Order of growth of the code would be O(N^3).
In general k nested loops of length N contribute growth of O(N^k).
Here are two was to find that the time complexity is Theta(N^3) without much calculation.
First, you select i<j<k from the range 0 through N-1. The number of ways to choose 3 objects out of N is the binomial coefficient N choose 3 = N*(N-1)*(N-2)/(3*2*1) ~ (N^3)/6 = O(N^3), and more precisely Theta(N^3).
Second, an upper bound is that you choose i, j, and k from N possibilities, so there are at most N*N*N = N^3 choices. This is O(N^3). You can also find a lower bound of the same type since you can choose i from 0 through N/3-1, j from N/3 through 2N/3-1, and k from 2N/3 through N-1. This gives you at least floor(N/3)^3 choices, which is about N^3/27. Since you have an upper bound and lower bound of the same form, the time complexity is Theta(N^3).
I'm first asked to develop a simple sorting algorithm that sorts an array of integers in ascending order and put it to code:
int i, j;
for ( i = 0; i < n - 1; i++)
{
if(A[i] > A[i+1])
swap(A, i+1, i);
for (j = n - 2; j >0 ; j--)
if(A[j] < A[j-1])
swap(A, j-1, j);
}
Now that I have the sort function, I'm asked to do a theoretical analysis for the running time of the algorithm. It says that the answer is O(n^2) but I'm not quite sure how to prove that complexity.
What I know so far is that the 1st loop runs from 0 to n-1, (so n-1 times), and the 2nd loop from n-2 to 0, (so n-2 times).
Doing the recurrence relation:
let C(n) = the number of comparisons
for C(2) = C(n-1) + C(n-2)
= C(1) + C(0)
C(2) = 0 comparisons?
C(n) in general would then be: C(n-1) + C(n-2) comparisons?
If anyone could guide my step by step, that would be greatly appreciated.
When doing a "real" big O - time complexity analysis, you select one operation that you count, obviously the one that dominates the running time. In your case you could either choose the comparison or the swap, since worst case there will be a lot of swaps right?

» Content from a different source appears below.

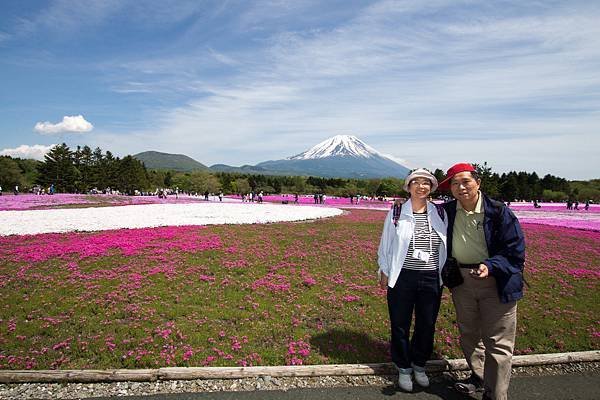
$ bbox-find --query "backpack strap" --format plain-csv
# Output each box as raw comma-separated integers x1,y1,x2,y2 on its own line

Then you calculate how many times this will be evoked, scaling to input. So in your case you are quite right with your analysis, you simply do this:
C = O((n - 1)(n - 2)) = O(n^2 -3n + 2) = O(n^2)

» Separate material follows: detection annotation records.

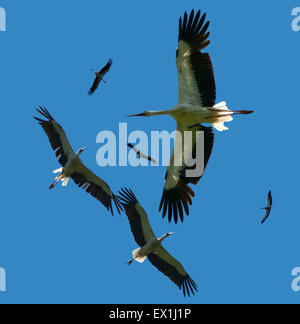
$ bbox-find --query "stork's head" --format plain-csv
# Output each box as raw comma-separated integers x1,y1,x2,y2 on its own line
76,147,86,158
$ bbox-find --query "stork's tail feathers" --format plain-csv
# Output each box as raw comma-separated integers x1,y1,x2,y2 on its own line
210,101,254,132
132,248,147,263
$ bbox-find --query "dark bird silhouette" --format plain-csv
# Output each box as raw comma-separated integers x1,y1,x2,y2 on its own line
34,107,122,214
127,143,157,164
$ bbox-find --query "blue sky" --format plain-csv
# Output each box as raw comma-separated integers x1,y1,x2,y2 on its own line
0,0,300,303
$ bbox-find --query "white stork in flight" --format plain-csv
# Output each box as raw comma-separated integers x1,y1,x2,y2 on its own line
261,190,274,225
88,59,113,96
119,188,198,296
34,107,122,214
129,10,253,223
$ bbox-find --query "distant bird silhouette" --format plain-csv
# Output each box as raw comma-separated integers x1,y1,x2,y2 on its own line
129,10,253,223
127,143,157,164
118,188,198,296
88,59,113,96
261,190,274,224
34,107,122,214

I come up with these numbers through reasoning about the flow of data in your code. You have one outer for-loop iterating right? Inside that for-loop you have another for-loop iterating. The first for-loop iterates n - 1 times, and the second one n - 2 times. Since they are nested, the actual number of iterations are actually the multiplication of these two, because for every iteration in the outer loop, the whole inner loop runs, doing n - 2 iterations.
As you might know you always remove all but the dominating term when doing time complexity analysis.

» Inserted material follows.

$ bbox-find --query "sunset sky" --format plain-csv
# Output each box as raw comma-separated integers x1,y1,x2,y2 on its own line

There is a lot to add about worst-case complexity and average case, lower bounds, but this will hopefully make you grasp how to reason about big O time complexity analysis.
I've seen a lot of different techniques for actually analyzing the expression, such as your recurrence relation. However I personally prefer to just reason about the code instead. There are few algorithms which have hard upper bounds to compute, lower bounds on the other hand are in general very hard to compute.
Your analysis is correct: the outer loop makes n-1 iterations. The inner loop makes n-2.
So, for each iteration of the outer loop, you have n-2 iterations on the internal loop. Thus, the total number of steps is (n-1)(n-2) = n^2-3n+2.
The dominating term (which is what matters in big-O analysis) is n^2, so you get O(n^2) runtime.
I personally wouldn't use the recurrence method in this case. Writing the recurrence equation is usually helpful in recursive functions, but in simpler algorithms like this, sometimes it's just easier to look at the code and do some simple math.